The Industrial Copper Modeling project aims to address challenges in the copper industry related to sales and pricing. The project involves the development of machine learning models for predicting selling prices and classifying leads as either successful (WON) or unsuccessful (LOST).
- Python Scripting
- Data Preprocessing
- Exploratory Data Analysis (EDA)
- Machine Learning Regression
- Machine Learning Classification
- Streamlit for Web Application Development
The copper industry faces issues with skewed and noisy data affecting the accuracy of manual predictions. The project seeks to automate and optimize pricing decisions through the use of machine learning regression models.
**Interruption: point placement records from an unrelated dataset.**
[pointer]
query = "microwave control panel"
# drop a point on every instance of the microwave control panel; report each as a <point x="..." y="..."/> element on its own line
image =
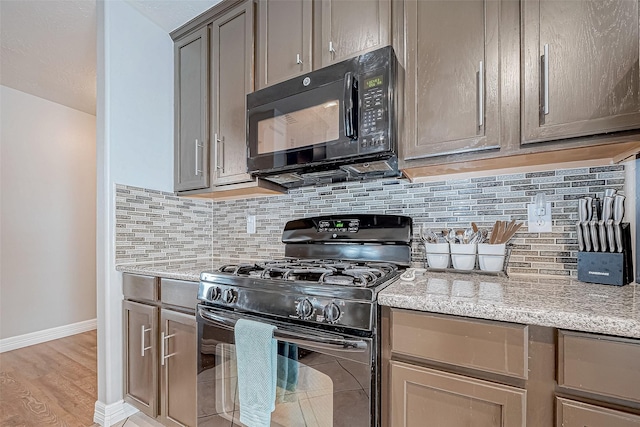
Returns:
<point x="374" y="121"/>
Additionally, a lead classification model is developed to evaluate and classify leads based on the likelihood of conversion.
- Exploratory Data Analysis (EDA):
Explore skewness and outliers in the dataset.Visualize key insights from the data.
- Data Preprocessing:
Transform the data into a suitable format. Address skewness and outliers through normalization and outlier detection. Perform necessary cleaning steps.
- Machine Learning Regression:
Develop a regression model to predict the continuous variable 'Selling_Price'. Utilize advanced techniques such as data normalization and feature scaling.
- Machine Learning Classification:
Build a classification model to predict the status (WON or LOST) of leads. Use the 'STATUS' variable for training, considering 'WON' as success and 'LOST' as failure. Remove data points with STATUS values other than 'WON' or 'LOST'.
- Streamlit Web Application:
Create a Streamlit web application to facilitate easy interaction with the models. Users can insert each column value, and the application will predict Selling_Price or lead Status.